Today a video that sets out to “prove” that Ke$ha’s “Tik Tok” and Katy Perry’s “California Gurls” and Miley Cyrus’ “Permanent December” are “the same song” made the rounds, and as you can imagine, it got a lot of pickup from people who like getting all OMG [INSERT LOATHED ARTIST HERE] IS SUCH A RIPOFF SUCK ARTIST. What I don’t get is why the rhetoric surrounding the video has turned into a matter of artistic intent of the three singers, instead of a look at the similarities behind the scenes. To wit:
“Tik Tok” is credited to Kesha “Ke$ha” Sebert, Lukasz “Dr. Luke” Gottwald, and Benjamin “Benny Blanco” Levin.

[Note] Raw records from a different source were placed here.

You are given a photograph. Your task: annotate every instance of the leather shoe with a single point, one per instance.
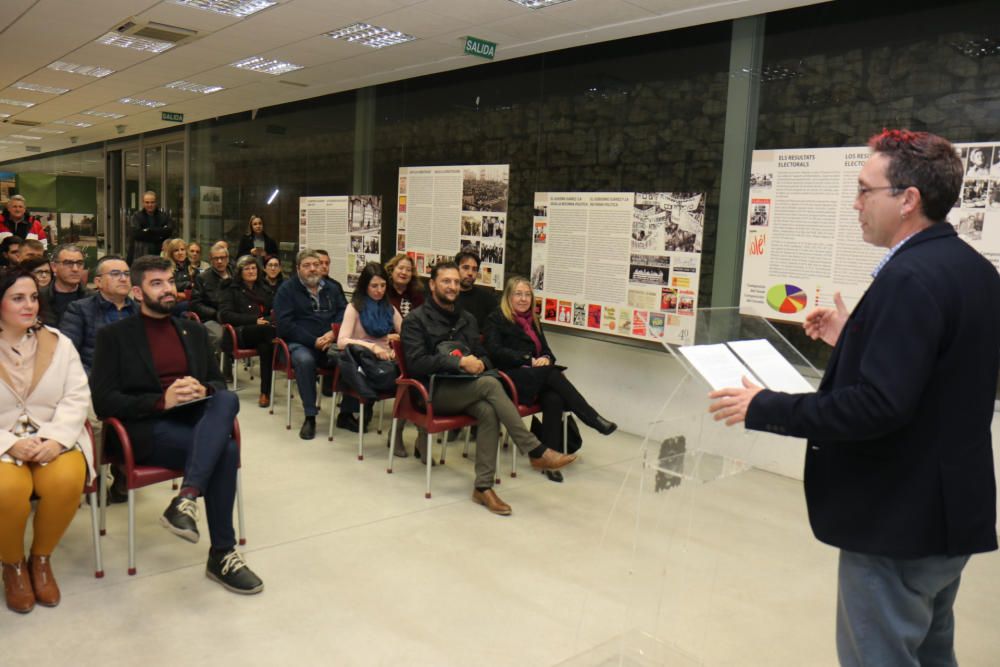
(17, 587)
(491, 501)
(552, 460)
(43, 581)
(308, 430)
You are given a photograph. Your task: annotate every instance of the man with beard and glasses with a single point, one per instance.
(306, 307)
(157, 375)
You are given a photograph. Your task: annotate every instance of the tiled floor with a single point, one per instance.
(360, 569)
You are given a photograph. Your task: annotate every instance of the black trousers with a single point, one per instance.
(260, 336)
(557, 396)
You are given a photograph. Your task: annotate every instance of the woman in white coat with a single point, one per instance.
(44, 448)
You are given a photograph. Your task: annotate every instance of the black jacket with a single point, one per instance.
(246, 245)
(899, 461)
(429, 325)
(241, 306)
(206, 295)
(124, 383)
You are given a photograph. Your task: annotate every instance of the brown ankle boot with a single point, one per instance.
(17, 586)
(43, 581)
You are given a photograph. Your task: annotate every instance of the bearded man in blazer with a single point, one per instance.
(157, 374)
(899, 464)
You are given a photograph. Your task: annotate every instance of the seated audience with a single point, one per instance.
(246, 305)
(516, 344)
(44, 447)
(84, 318)
(176, 251)
(157, 375)
(256, 242)
(442, 340)
(306, 308)
(478, 300)
(370, 321)
(405, 291)
(273, 276)
(67, 285)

“Calfornia Gurls” is credited to Katy “Ugh” Perry, Bonnie “Hey Guys I Was In ‘The Long Tail’” McKee, Calvin “Snoop Dogg” Broadus, Max Martin, and Dr. Luke.
“Permanent December” is credited to Miley Cyrus, John Shanks, and Claude Kelly. Kelly co-wrote Kelly Clarkson’s “My Life Would Suck Without You” with Max and Luke, Britney Spears’ “Circus” with Luke and Benny, Miley Cyrus’ “Party in the U.S.A.” with Luke and Jessica Cornish, and Adam Lambert’s “For Your Entertainment” with Dr. Luke. Obviously I’m not privy to how exactly those credits break down, but you do see a pattern here. Shanks has writing credits on, among other songs, Hilary Duff’s “Come Clean” (with Kara DioGuardi!!), a bunch of songs from Ashlee Simpson’s Autobiography, and some of the non-singles from Kelly Clarkson’s Breakaway.*
So, to sum up: People who worked together have aesthetics that have rubbed off on one another. I mean, ugh, I know it’s the Internet, and OMG CONTROVERSY is the name of the pageview-goosing game. And it’s not like there are Dr. Luke fangirls clogging up ONTD and big-upping their hero and his protégés and collaborators 24/7. But Jesus, people. If you want to bitch about songs on the radio sounding the same, maybe scratch the surface as far as Wikipedia and figure out why?
In my experience, no non-music nerd/critic has EVER looked up a pop songwriting credit. Not people who are big enough fans to see the live show, nor the rockists who use “but she doesn’t write her own songs!… does she?” as a criticism they’re never quite sure is true. How the likes of ’80s Kylie Minogue and Rick Astley can sound exactly the same seems to be a mystery with no answer.
With that said, having always felt Max Martin/Dr. Luke were the definition of hacks, I laughed very hard the first time I heard California Gurls… and yet I can’t complain that they’d effectively just made Tik Tok listenable.